In the wake of the horrific attack on Pulse nightclub in Orlando, which is being called the worst mass shooting in U.S. history, there are calls for blood donations. With the latest reports saying at least 50 people are dead and 53 are injured, Orlando hospitals are in need of blood to provide care for the victims of the Sunday morning attack, which law enforcement officials are calling an act of terrorism. The non-profit OneBlood has said there is an "urgent need" for O negative, O positive, and AB plasma donors. If you are in the central Florida area, you can go to a OneBlood center or call 1-888-936-6283.
Update: On Sunday, OneBlood tweeted: "All FDA guidelines remain in effect for blood donation. There are false reports circulating that FDA rules were being lifted. Not true." Reports that policies were changed to allow donations from men who have had sex with men are false. According to Susan Forbes from OneBlood, the organization must follow all requirements in place by the FDA. The FDA formerly had a lifetime ban on donations from men who have had sex with men, but it was recently changed to a ban on donations from men who have had sex with men in the past 12 months. OneBlood is still working to implement that policy.
"We're working as quickly as possible behind the scenes to implement the new policy, and we understand how people want to be able to help, and we thank them, but we have to make sure we have every thing right," Forbes tells Bustle.
In a press conference Monday morning, Orlando police confirmed that 49 people had been killed and 53 injured early Sunday morning at Orlando's Pulse gay nightclub in the deadliest mass shooting in recent U.S. history.
Earlier: The Orlando Sentinel is reporting that OneBlood is overwhelmed with people wanting to donate, and is asking donors to make an appointment and return in the coming days.
As it stands, many gay and bisexual men may actually be prohibited from donating after the attack on a gay nightclub. The Food and Drug Administration recommends that "men who have sex with men" only be permitted to donate blood if it has been "12 months since the last sexual contact with another man."

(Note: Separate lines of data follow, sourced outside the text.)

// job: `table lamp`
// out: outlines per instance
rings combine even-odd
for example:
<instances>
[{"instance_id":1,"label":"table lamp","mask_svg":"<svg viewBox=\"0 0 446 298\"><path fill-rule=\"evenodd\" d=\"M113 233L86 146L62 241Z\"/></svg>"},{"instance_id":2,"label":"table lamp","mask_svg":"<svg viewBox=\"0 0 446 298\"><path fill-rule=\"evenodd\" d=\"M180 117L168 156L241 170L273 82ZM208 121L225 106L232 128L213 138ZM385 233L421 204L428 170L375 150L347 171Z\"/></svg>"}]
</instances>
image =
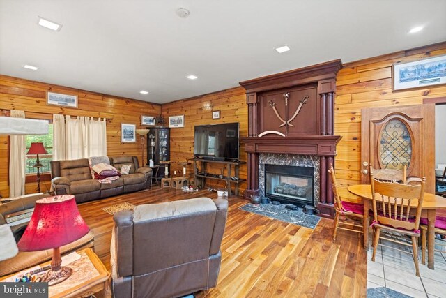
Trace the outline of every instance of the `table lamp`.
<instances>
[{"instance_id":1,"label":"table lamp","mask_svg":"<svg viewBox=\"0 0 446 298\"><path fill-rule=\"evenodd\" d=\"M46 154L47 150L43 147L43 143L36 142L31 143L31 147L26 154L36 154L37 156L37 160L36 161L36 165L33 165L33 167L37 168L37 192L40 192L40 167L43 167L43 165L39 161L39 154Z\"/></svg>"},{"instance_id":2,"label":"table lamp","mask_svg":"<svg viewBox=\"0 0 446 298\"><path fill-rule=\"evenodd\" d=\"M51 269L42 278L49 285L67 279L71 268L61 266L60 247L86 235L90 228L79 213L75 196L56 195L36 201L34 211L17 246L21 251L53 248Z\"/></svg>"},{"instance_id":3,"label":"table lamp","mask_svg":"<svg viewBox=\"0 0 446 298\"><path fill-rule=\"evenodd\" d=\"M146 142L145 136L151 131L150 129L137 129L137 133L141 135L141 146L142 147L142 164L146 165L146 161L144 161L144 143Z\"/></svg>"}]
</instances>

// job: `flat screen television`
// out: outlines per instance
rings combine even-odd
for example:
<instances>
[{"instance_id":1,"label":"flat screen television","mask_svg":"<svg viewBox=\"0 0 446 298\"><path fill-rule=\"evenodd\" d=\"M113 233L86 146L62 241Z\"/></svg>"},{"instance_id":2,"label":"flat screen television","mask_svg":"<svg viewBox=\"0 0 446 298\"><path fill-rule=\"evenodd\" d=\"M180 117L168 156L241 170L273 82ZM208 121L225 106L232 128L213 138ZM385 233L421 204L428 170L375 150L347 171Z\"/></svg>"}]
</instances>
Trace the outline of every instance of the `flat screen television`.
<instances>
[{"instance_id":1,"label":"flat screen television","mask_svg":"<svg viewBox=\"0 0 446 298\"><path fill-rule=\"evenodd\" d=\"M217 161L238 159L238 123L196 126L194 156Z\"/></svg>"}]
</instances>

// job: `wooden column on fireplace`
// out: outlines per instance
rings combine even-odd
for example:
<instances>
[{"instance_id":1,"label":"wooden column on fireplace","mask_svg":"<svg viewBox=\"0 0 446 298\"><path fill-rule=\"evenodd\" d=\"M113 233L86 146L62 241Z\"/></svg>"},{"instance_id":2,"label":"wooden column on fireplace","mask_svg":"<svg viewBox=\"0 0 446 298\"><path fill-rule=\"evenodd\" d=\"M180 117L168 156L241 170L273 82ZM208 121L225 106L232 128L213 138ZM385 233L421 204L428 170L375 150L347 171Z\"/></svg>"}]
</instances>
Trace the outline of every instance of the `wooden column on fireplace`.
<instances>
[{"instance_id":1,"label":"wooden column on fireplace","mask_svg":"<svg viewBox=\"0 0 446 298\"><path fill-rule=\"evenodd\" d=\"M259 154L318 156L317 207L321 216L333 216L327 170L341 137L333 135L335 77L341 66L338 59L240 83L248 105L248 137L241 138L248 154L245 198L259 194Z\"/></svg>"}]
</instances>

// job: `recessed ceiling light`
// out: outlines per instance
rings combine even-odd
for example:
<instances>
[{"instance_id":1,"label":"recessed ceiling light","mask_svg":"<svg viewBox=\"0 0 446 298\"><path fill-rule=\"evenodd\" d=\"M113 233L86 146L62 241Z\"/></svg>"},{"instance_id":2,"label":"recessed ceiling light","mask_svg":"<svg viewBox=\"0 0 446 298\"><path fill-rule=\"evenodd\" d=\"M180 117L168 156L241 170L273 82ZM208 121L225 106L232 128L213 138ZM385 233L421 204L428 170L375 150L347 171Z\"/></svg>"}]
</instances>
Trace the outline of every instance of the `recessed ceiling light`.
<instances>
[{"instance_id":1,"label":"recessed ceiling light","mask_svg":"<svg viewBox=\"0 0 446 298\"><path fill-rule=\"evenodd\" d=\"M282 54L284 52L288 52L291 49L290 49L290 47L289 47L288 45L284 45L283 47L276 47L274 50L275 50L276 52L278 52L279 54Z\"/></svg>"},{"instance_id":2,"label":"recessed ceiling light","mask_svg":"<svg viewBox=\"0 0 446 298\"><path fill-rule=\"evenodd\" d=\"M176 10L176 14L180 17L187 17L190 12L186 8L178 8Z\"/></svg>"},{"instance_id":3,"label":"recessed ceiling light","mask_svg":"<svg viewBox=\"0 0 446 298\"><path fill-rule=\"evenodd\" d=\"M422 26L418 26L416 27L413 27L410 29L410 31L409 31L409 33L417 33L417 32L420 32L420 31L422 31L423 29L423 27Z\"/></svg>"},{"instance_id":4,"label":"recessed ceiling light","mask_svg":"<svg viewBox=\"0 0 446 298\"><path fill-rule=\"evenodd\" d=\"M28 64L25 64L23 67L24 68L32 69L33 70L37 70L38 69L39 69L39 68L37 66L33 66L32 65Z\"/></svg>"},{"instance_id":5,"label":"recessed ceiling light","mask_svg":"<svg viewBox=\"0 0 446 298\"><path fill-rule=\"evenodd\" d=\"M61 31L61 28L62 28L61 24L49 21L48 20L45 20L42 17L39 17L39 25L54 31Z\"/></svg>"}]
</instances>

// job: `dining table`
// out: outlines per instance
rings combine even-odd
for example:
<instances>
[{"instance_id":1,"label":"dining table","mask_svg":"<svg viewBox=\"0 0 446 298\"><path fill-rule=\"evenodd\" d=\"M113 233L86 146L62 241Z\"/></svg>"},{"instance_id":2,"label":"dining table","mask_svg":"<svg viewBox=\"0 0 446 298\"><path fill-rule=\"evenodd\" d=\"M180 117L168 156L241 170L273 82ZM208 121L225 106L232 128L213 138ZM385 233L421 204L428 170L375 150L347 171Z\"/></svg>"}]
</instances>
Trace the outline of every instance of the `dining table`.
<instances>
[{"instance_id":1,"label":"dining table","mask_svg":"<svg viewBox=\"0 0 446 298\"><path fill-rule=\"evenodd\" d=\"M369 210L372 208L371 186L370 184L357 184L348 186L348 191L362 198L364 204L364 221L362 228L364 232L364 248L369 249ZM376 201L381 202L379 196L376 196ZM417 202L410 203L411 207L416 207ZM422 204L421 217L427 218L427 267L434 269L434 247L435 247L435 218L436 211L446 209L446 198L430 193L424 193L423 203Z\"/></svg>"}]
</instances>

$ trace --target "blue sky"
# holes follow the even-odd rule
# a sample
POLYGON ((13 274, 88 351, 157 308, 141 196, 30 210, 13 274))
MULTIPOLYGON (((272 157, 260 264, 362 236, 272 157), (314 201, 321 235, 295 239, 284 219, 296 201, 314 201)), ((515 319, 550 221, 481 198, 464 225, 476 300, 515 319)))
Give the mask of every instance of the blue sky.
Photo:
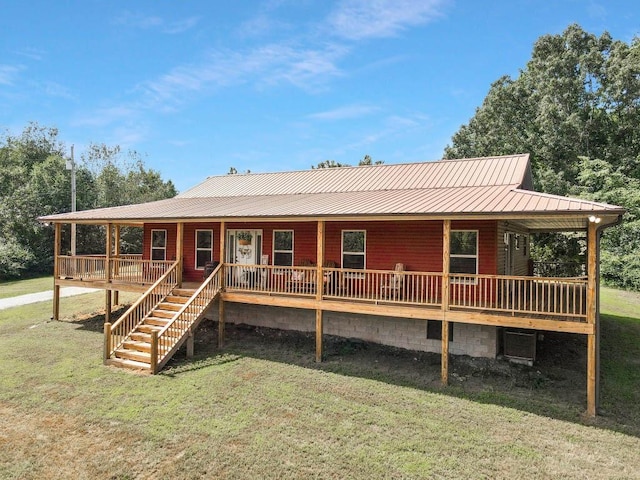
POLYGON ((134 149, 179 190, 231 166, 441 158, 541 35, 640 35, 635 0, 0 4, 0 129, 134 149))

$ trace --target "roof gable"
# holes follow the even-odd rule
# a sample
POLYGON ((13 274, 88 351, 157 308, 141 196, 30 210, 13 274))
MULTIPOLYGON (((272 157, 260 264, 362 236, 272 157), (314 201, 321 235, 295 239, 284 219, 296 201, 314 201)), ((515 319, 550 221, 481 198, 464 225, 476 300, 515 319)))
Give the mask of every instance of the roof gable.
POLYGON ((178 198, 512 185, 530 188, 529 155, 209 177, 178 198))

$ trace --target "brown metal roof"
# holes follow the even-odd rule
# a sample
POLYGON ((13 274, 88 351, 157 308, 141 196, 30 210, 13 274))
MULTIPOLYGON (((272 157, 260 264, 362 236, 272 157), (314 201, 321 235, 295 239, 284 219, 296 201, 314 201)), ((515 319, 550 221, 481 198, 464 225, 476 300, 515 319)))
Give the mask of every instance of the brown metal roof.
POLYGON ((529 177, 526 155, 225 175, 211 177, 168 200, 49 215, 40 220, 143 223, 358 216, 497 217, 516 218, 530 228, 549 224, 582 228, 591 214, 605 216, 605 223, 612 223, 624 212, 613 205, 521 188, 530 185, 529 177), (550 218, 555 220, 550 222, 550 218))
POLYGON ((242 197, 298 193, 366 192, 492 185, 523 185, 529 155, 440 160, 365 167, 320 168, 295 172, 209 177, 178 195, 242 197))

This regulation was announced last December as a revision to the FDA's previous recommendation that "men who have sex with men (MSM) be indefinitely deferred" from donating blood. That initial lifetime ban on blood donations has been put in place in 1983 during the start of the AIDS crisis in the United States.

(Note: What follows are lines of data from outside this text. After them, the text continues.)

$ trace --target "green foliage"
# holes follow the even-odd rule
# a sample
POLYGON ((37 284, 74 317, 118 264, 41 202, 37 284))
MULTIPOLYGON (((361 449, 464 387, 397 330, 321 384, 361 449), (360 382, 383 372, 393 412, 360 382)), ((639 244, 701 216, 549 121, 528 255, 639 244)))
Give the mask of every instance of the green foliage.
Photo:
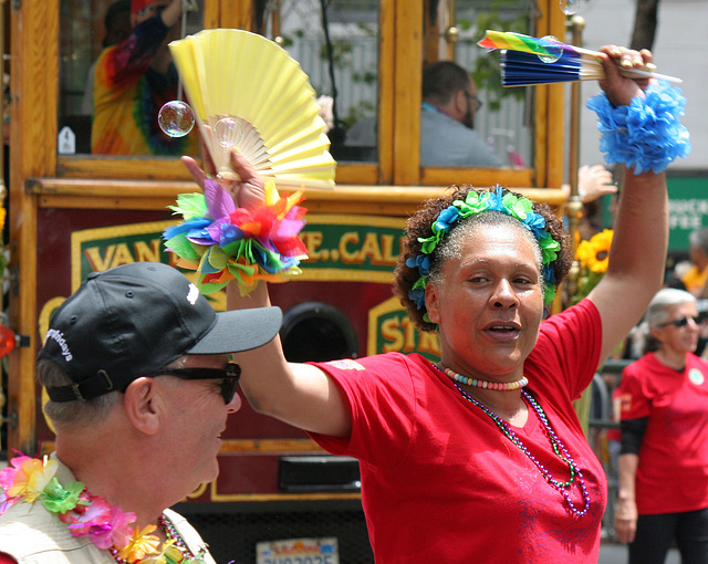
MULTIPOLYGON (((493 0, 490 9, 477 12, 475 28, 478 36, 475 42, 482 39, 485 31, 512 31, 516 33, 529 34, 529 13, 519 10, 518 0, 493 0)), ((465 22, 471 24, 469 22, 465 22)), ((504 87, 501 85, 501 67, 499 64, 501 54, 499 50, 479 56, 475 62, 475 67, 470 71, 475 84, 485 92, 486 103, 491 111, 498 111, 501 100, 513 96, 519 101, 524 100, 525 87, 504 87)))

Some on Twitter have started sharing their frustration with the current FDA limits in light of the deadly assault on the popular gay nightclub and to remind the rest of the country that gay men can't donate unless they've been celibate for a year.

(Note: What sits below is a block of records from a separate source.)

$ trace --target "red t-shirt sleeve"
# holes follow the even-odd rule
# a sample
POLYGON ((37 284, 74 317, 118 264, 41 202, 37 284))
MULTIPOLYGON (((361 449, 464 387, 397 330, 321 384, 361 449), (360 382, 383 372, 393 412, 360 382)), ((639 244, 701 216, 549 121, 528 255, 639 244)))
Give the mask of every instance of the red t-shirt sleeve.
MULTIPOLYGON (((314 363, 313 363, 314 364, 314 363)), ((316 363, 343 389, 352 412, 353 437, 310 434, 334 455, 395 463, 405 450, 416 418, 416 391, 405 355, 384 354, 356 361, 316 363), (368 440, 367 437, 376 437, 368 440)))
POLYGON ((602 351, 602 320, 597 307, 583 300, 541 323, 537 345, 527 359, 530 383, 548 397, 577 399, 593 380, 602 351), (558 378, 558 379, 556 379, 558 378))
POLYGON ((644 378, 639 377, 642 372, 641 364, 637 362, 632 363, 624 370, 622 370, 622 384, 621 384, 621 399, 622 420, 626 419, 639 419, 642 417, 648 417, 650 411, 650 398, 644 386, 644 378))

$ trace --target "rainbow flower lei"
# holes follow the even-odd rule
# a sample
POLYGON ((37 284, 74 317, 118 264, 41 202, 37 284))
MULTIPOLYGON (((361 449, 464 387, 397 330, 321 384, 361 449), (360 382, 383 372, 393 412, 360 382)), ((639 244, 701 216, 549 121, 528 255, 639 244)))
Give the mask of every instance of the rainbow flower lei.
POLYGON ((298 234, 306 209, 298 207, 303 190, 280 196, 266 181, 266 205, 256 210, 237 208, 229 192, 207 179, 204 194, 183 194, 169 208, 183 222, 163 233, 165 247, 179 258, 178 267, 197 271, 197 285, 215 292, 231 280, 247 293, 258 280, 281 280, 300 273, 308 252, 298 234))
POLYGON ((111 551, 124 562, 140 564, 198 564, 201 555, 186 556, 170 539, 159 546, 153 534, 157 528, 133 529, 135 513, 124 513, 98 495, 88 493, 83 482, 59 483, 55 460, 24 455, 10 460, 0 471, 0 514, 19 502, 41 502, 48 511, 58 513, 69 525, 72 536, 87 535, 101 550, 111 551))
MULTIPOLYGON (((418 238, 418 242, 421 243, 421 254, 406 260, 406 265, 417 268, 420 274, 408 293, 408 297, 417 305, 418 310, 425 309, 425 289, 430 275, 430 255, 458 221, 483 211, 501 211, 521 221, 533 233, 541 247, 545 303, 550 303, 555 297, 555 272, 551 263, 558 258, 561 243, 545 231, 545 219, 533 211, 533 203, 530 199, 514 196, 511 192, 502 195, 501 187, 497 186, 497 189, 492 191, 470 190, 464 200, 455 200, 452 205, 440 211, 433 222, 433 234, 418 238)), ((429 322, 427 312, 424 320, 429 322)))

Others have taken to Twitter to call on others to help donate instead, and are hopeful that one small silver lining of this horrendous attack will be greater awareness about the blood donation limits.
Kelsey Louie, CEO for Gay Men's Health Crisis, said the FDA should go further when it made its revision on the lifetime blood donation ban, telling CNN, "It is time for the FDA to implement a policy that is truly based on science, not blanket bans on certain groups of people."
Many other LGBT groups were disappointed that the FDA's revision still involved the stipulation that men who have sex with men must avoid sex for a year before being able to donate. Daniel Bruner, a senior policy director at Whitman-Walker Health, which specializes in LGBT and HIV/AIDS care in Washington D.C., told The Washington Post the waiting period should not be longer than 30 days after sex because current technology allows the virus to be detected in the blood by that time. "The FDA must do better than this slow chipping away at antiquated bans," Bruner told The Washington Post.
Correction: An earlier version of this article claimed that OneBlood would be accepting donations from gay men. That report was false and incorrect. All FDA guidelines remain in effect.